Consider the following two-period model of a depletable resource (e.g., fossil fuel). The demand for the resource in period 1 is MB1 = 20 – Q1 and in period 2 is MB2 = 20 – Q2. The marginal extraction costs is MXC = 5 in each period.

a. To start, only consider a single period. First, assume that there is no scarcity. That is, that the total known stock of the depletable resource is S > 15. On a graph, depict the demand and supply curve for the depletable resource, depict the equilibrium level of production, and illustrate the net benefits of production (consumer surplus minus total variable cost). On a separate graph, show the marginal net benefits (MNB) (subtract the marginal cost of extraction/production from the marginal benefits).

b. Now consider the two period model. Assume no discounting (r = 0). The total known stock of the depletable resource is S = 50. What is the efficient allocation of the depletable resource between period 1 and period 2? What is the marginal user costs of the resource at the equilibrium level of production in period 1?

c. Continuing with the two period model, now suppose that S = 24. What is the efficient allocation of the depletable resource between period 1 and period 2? What is the marginal user costs of the resource at the equilibrium level of production in period 1? Illustrate the efficient allocation of resources between period 1 and period 2 using the figure from class where the period 1 and period 2 marginal net benefits (MNB) curves are represented on the same graph.

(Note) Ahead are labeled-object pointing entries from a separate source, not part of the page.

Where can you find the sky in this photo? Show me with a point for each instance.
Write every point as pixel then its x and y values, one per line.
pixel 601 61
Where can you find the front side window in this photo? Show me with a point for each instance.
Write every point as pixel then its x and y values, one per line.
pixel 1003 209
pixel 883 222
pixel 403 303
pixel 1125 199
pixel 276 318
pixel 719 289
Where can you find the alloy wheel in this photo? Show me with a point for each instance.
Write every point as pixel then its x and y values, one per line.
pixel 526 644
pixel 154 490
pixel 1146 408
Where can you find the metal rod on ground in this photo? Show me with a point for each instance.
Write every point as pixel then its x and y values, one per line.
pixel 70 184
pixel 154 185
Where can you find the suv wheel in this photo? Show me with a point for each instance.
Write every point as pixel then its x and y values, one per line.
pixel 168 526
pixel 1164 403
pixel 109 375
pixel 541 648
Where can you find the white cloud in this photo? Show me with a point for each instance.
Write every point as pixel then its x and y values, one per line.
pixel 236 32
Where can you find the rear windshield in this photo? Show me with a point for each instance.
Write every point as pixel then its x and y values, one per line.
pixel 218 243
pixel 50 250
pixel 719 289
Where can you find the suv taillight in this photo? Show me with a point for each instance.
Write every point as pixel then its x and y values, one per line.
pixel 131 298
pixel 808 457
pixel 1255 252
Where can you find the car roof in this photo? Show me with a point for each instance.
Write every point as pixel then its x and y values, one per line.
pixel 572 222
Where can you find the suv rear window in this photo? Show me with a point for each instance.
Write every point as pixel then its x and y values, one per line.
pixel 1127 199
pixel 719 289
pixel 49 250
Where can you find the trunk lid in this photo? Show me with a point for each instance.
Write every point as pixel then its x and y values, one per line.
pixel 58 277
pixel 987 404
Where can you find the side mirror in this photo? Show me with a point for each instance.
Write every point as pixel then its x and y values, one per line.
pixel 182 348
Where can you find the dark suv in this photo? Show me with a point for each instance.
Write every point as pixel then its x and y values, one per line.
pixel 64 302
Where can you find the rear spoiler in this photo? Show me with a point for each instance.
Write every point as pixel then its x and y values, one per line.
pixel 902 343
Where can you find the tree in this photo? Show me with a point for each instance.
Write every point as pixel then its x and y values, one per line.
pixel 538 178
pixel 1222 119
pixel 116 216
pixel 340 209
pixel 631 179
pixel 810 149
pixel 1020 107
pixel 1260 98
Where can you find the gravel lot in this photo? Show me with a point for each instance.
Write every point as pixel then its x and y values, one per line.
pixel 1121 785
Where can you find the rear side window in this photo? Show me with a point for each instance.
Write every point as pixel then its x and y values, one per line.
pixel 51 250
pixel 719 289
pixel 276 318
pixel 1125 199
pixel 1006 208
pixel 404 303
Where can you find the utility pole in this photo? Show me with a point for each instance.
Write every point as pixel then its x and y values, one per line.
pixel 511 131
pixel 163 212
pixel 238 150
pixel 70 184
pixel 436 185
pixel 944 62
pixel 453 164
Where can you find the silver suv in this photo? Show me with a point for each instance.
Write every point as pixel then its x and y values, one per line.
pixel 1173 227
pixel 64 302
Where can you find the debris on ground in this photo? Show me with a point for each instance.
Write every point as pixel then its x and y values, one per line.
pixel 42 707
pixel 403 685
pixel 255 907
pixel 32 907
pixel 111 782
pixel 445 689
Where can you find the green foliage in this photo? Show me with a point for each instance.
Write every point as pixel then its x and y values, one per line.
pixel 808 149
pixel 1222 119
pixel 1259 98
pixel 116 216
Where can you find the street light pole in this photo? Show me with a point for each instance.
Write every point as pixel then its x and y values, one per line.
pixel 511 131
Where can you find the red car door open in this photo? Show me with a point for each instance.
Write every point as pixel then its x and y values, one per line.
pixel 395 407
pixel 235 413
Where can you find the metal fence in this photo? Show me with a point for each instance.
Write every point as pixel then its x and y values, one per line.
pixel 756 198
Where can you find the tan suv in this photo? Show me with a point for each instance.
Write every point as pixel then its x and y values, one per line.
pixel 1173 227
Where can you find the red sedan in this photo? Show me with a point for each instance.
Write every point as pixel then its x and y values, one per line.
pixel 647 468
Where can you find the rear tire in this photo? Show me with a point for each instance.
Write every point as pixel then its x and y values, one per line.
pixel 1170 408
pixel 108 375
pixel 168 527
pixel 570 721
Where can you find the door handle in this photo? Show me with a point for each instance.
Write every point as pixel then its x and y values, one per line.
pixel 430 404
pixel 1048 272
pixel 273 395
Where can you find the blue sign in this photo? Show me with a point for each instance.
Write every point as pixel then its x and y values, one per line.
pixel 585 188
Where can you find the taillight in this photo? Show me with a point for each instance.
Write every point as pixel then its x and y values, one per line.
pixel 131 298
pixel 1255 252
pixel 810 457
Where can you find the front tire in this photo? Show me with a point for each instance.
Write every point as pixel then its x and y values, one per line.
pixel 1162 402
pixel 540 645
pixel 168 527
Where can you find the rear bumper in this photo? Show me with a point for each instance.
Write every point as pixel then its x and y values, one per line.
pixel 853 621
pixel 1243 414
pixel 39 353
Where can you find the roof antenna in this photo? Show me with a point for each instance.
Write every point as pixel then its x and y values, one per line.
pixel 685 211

d. Use the figure where the period 1 and period 2 marginal net benefits (MNB) curves are represented on the same graph to illustrate how the efficient allocation of resources between periods 1 and 2 would change as a result of the following:

- An increase in the marginal extraction cost (MXC) in period 1 (i.e., MXC’ > 5).
- An increase in the demand for the resources increased in period 2 (i.e., MB2′ > MB2 for
- all Q2 > 0).
- Suppose that the discount rates were 10% (r = 0.10) instead of zero (r = 0).
- Suppose that new stocks of the resource are discovered so that S = 28 rather in S = 24.